I’d actually be happier with misuse than mislabeling, since the latter drifts back toward the “deception” implication. Saying an author is misusing their medium is totally fair criticism. People said it about Stravinsky and Super Mario and will keep saying it about all kinds of art. Often they’ll be right; sometimes they’ll be missing the way an artist is doing something new (or retro) and cool.
An author needs to be able to hear critics saying “you’re misusing the medium” without getting panicky or defensive. Either there’s a lesson there to take on board, or the author’s happy with their take on the medium and can shrug off the criticism.
But if the author does shrug it off rather than agree, then the critic should take care not to accuse the author of lying or cheating by continuing to work in the medium.
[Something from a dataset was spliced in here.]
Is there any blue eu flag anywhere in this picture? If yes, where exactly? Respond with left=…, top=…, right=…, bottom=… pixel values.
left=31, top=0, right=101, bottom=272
The situation then is one of disagreement over what the medium requires, not bad faith on the part of the author.
The “should have been a novel” meme annoys me, not because I’m a big fan of railroady CSGs, but because it seems clear to me that that’s my taste, that other readers in large numbers love their linear IF as IF (they like the experience of choice, without caring if it’s “real” choice) and that there’s every reason for writers who enjoy that kind of IF themselves to write for that audience. When that meme curdles into “the author is trying to trick me into playing their novel because they couldn’t get it published as a novel…” Yeah, that goes beyond annoying into offensive.
In CSGs, there isn’t a consensus on what level of interactivity the medium requires, so I don’t know that labeling would solve the problem. Like Devon, I think playing the demos is the best answer.